Antes, porém, Pitanga estará em outro filme, dessa vez sem precisar interpretar: um documentário que leva o seu nome, dirigido pela filha Camila e por Beto Brant (“O Invasor”, “Eu Receberia as Piores Notícias dos seus Lábios”). No início, rechaçou a ideia, mas depois foi convencido pela proposta, que o põe ao lado de nomes que escreveram a história cultural do país nos anos 50 e 60.

“Fizemos isso numa época em que Salvador, apesar de ser 90% formada por negros, era racista. Vivíamos essa ebulição em todas as áreas”, recorda. E hoje, como a cultura anda? “Vivemos a revolução tecnológi-ca, em que tudo acontece aqui (mostra o celular), para lhe dar mais conforto”.

Pitanga não é avesso, por exemplo, a smartphones. Mostra um, usado para se comunicar – pelo whatsapp, principalmente – com os filhos (além de Camila, ele é pai do também ator Rocco). “É como ter tudo e não ter nada”, critica, lembrando-se de um tempo em que o aprendizado se dava fazendo.

“QUERO TROCAR IDEIAS”

Para ilustrar essa ideia, Pitanga pega uma embalagem de tomates e pergunta ao vendedor o seu valor. Após a resposta, ele confirma a sua tese: “Está vendo? A coisa já aconteceu, a ideia está aí. Não precisamos repetir essa cena 20 vezes, enchendo o saco das pessoas, como muitos diretores de agora fazem”.

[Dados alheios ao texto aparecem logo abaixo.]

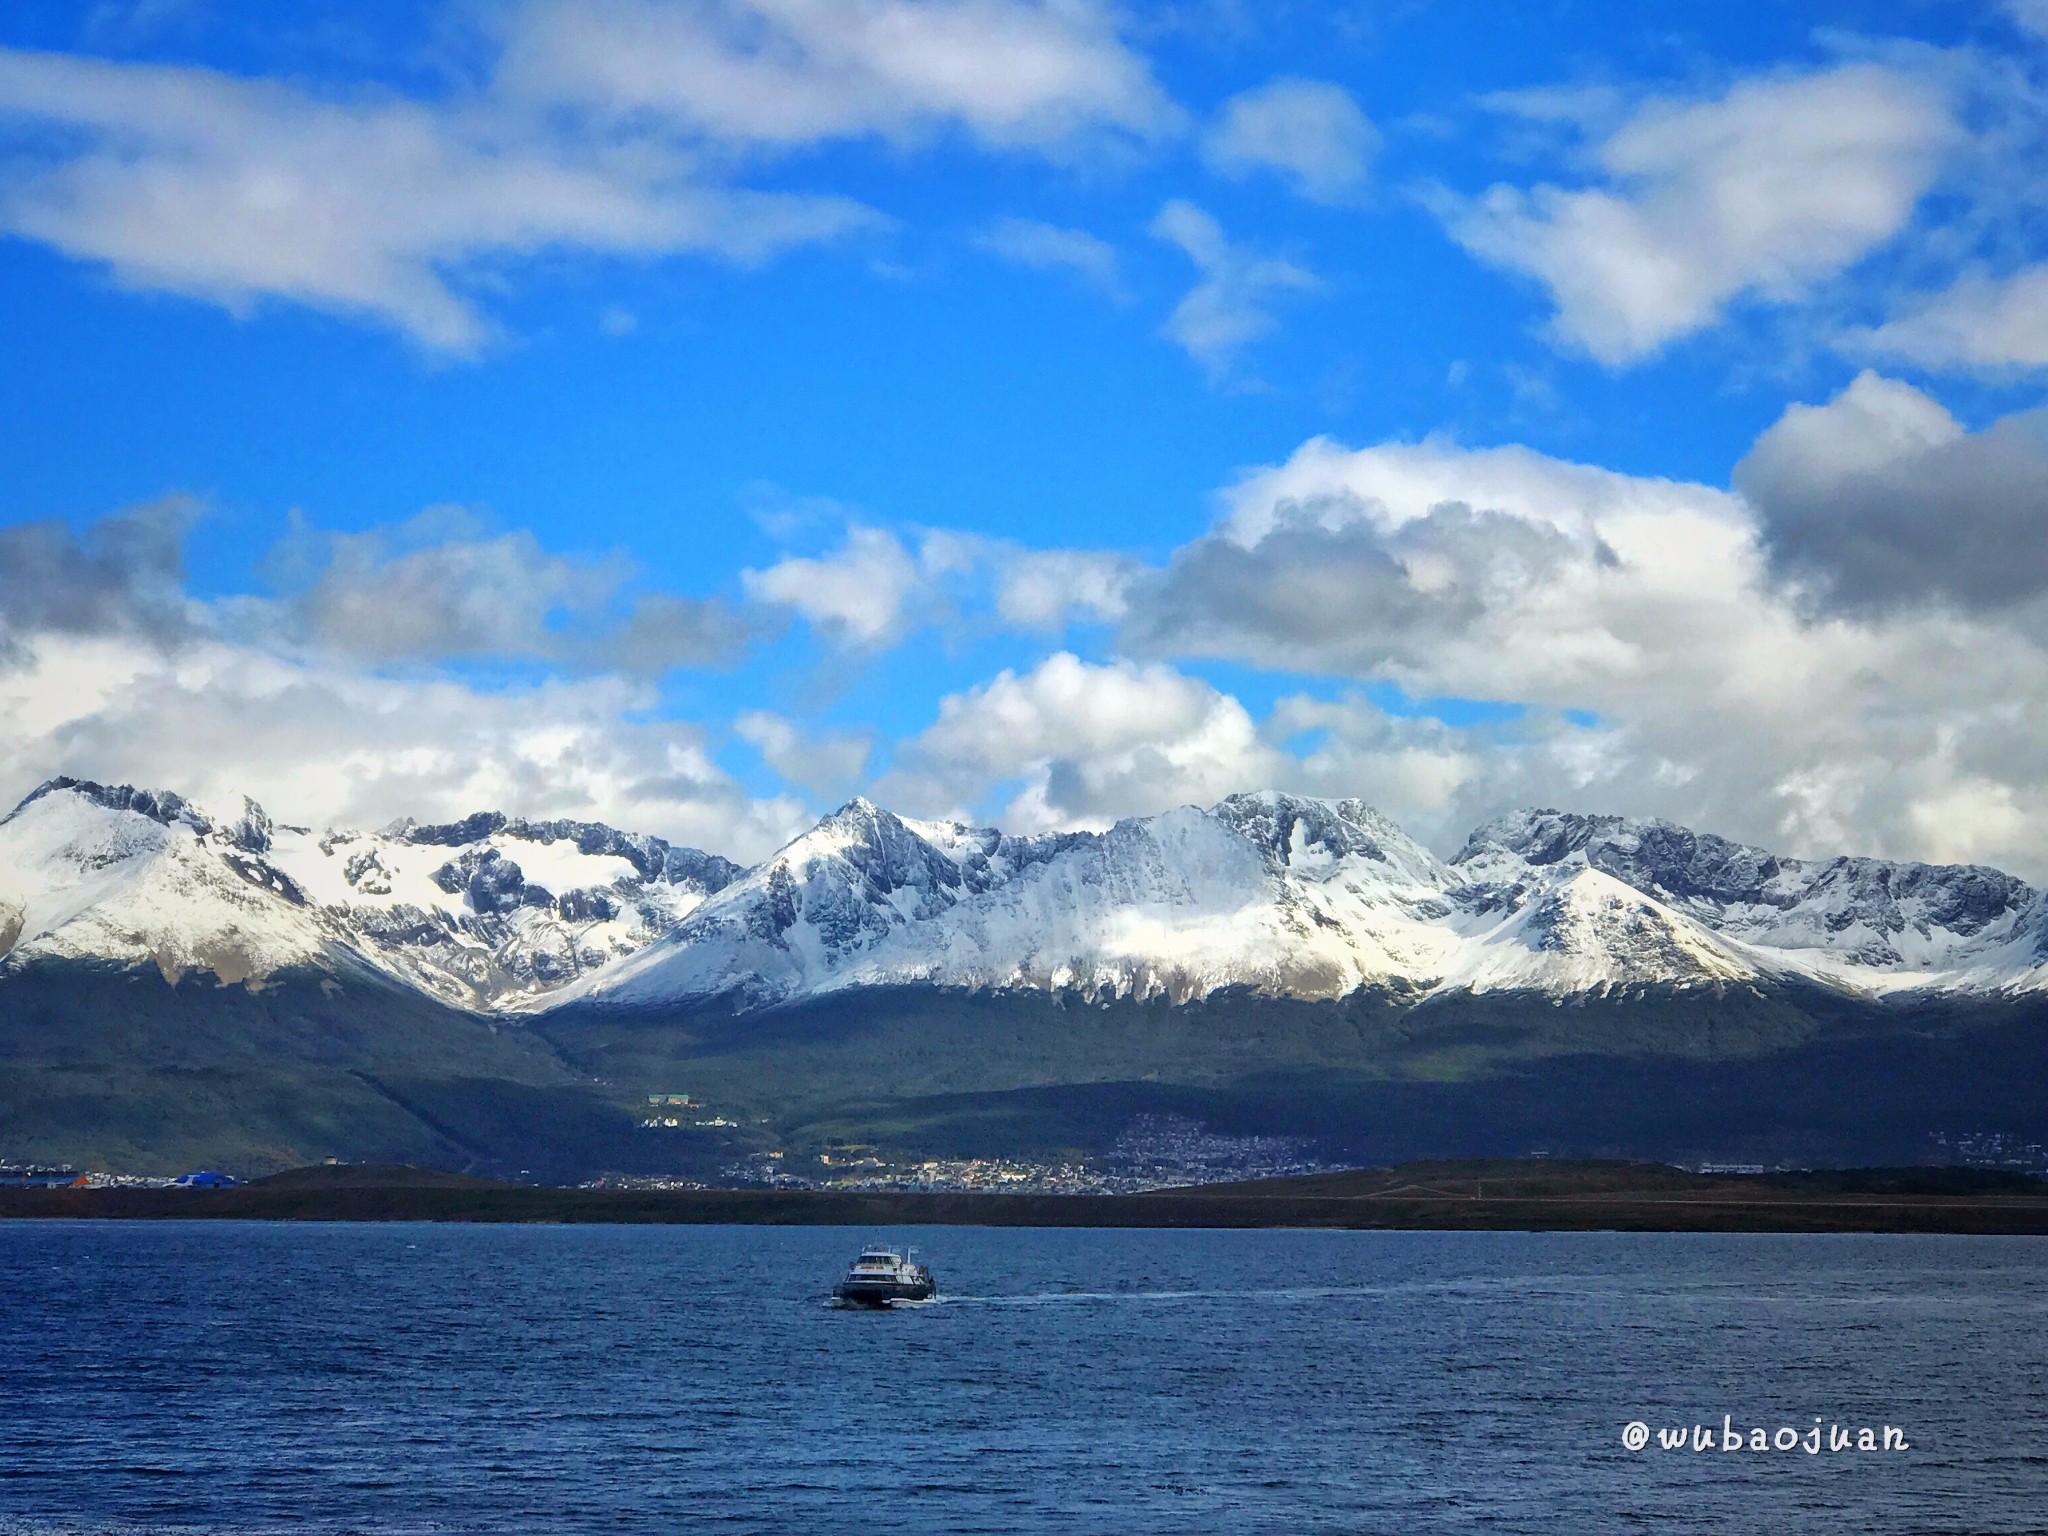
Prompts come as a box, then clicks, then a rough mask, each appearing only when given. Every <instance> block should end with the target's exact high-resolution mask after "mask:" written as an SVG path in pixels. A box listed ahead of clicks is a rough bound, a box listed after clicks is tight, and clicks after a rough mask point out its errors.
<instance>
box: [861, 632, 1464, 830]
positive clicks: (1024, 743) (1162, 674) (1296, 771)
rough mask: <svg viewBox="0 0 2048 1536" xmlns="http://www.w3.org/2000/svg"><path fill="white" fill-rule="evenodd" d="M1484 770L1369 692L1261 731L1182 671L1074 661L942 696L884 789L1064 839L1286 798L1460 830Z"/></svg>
mask: <svg viewBox="0 0 2048 1536" xmlns="http://www.w3.org/2000/svg"><path fill="white" fill-rule="evenodd" d="M1479 762H1481V758H1479V756H1477V752H1475V743H1468V741H1460V733H1458V731H1452V729H1450V727H1446V725H1442V723H1440V721H1430V719H1399V717H1393V715H1389V713H1386V711H1382V709H1378V707H1376V705H1372V702H1370V700H1364V698H1339V700H1319V698H1311V696H1307V694H1290V696H1286V698H1282V700H1278V702H1276V705H1274V709H1272V711H1270V713H1268V717H1266V719H1264V721H1260V719H1255V717H1253V715H1251V711H1247V709H1245V705H1243V702H1241V700H1237V698H1233V696H1231V694H1227V692H1223V690H1219V688H1214V686H1212V684H1208V682H1204V680H1200V678H1192V676H1188V674H1184V672H1178V670H1174V668H1169V666H1163V664H1139V662H1110V664H1092V662H1081V659H1079V657H1075V655H1071V653H1067V651H1061V653H1055V655H1051V657H1047V659H1044V662H1040V664H1038V666H1036V668H1030V670H1028V672H1001V674H999V676H995V678H991V680H989V682H985V684H981V686H977V688H969V690H965V692H958V694H950V696H946V698H944V700H940V707H938V719H936V721H934V723H932V725H930V727H928V729H926V731H922V733H920V735H915V737H911V739H909V741H905V743H903V745H901V748H899V752H897V768H895V770H893V772H891V774H887V776H885V778H883V782H881V788H879V793H883V795H885V797H891V801H893V803H901V805H905V807H907V809H913V811H920V813H924V815H948V817H971V815H973V813H975V809H973V807H979V805H983V803H985V799H987V797H989V795H991V793H995V795H1001V797H1004V803H1001V805H999V809H997V811H995V815H997V819H999V821H1001V825H1006V827H1010V829H1016V831H1053V829H1067V827H1098V829H1100V827H1106V825H1110V823H1112V821H1116V819H1118V817H1124V815H1149V813H1153V811H1161V809H1165V807H1171V805H1212V803H1214V801H1219V799H1223V797H1225V795H1233V793H1237V791H1243V788H1286V791H1294V793H1303V795H1337V797H1343V795H1362V797H1366V799H1370V801H1374V803H1376V805H1378V807H1380V809H1384V811H1389V813H1391V815H1395V817H1399V819H1403V821H1405V823H1409V825H1413V827H1415V829H1417V831H1419V834H1425V836H1427V834H1438V836H1444V834H1446V817H1452V815H1456V811H1458V797H1460V791H1462V788H1466V786H1468V782H1470V780H1473V778H1475V776H1479V772H1481V770H1479ZM1462 831H1464V827H1458V834H1462Z"/></svg>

Ele enxerga nesse exagero uma “afirmação constante de si mesmo”. Lamenta que os jovens de hoje não se movem, no sentido literal e figurado. “Tenho 76 anos e quero mais é dialogar e trocar ideias. É algo que não tem limitação de idade. Mas os jovens de hoje não querem diálogo”, observa.

Fã guardou o abraço desde a realização da Mostra CineOP

Luiz Gama mal acreditou quando viu Pitanga no Mercado. Pôde finalmente cumprimentá-lo, algo que queria ter feito na mostra de cinema de Ouro Preto, em junho. “Um amigo contou que ele estava num restaurante, ao lado do Milton Gonçalves, mas quando fui até lá para abraçá-lo, já tinham ido embora. Imaginei que nunca mais teria essa oportunidade”, comemorou o guia turístico, que convidou o ator para conhecer mais das belezas ouro-pretanas.

Mas Pitanga conhece bem a cidade: em 1979, durante as filmagens de “Chico Rei”, ficou quase um ano lá, devido à falta de dinheiro. “Como havia um seguro dos investidores alemães, os produtores queriam boicotar a produção, mas (o diretor) Walter Lima Jr. foi em frente”.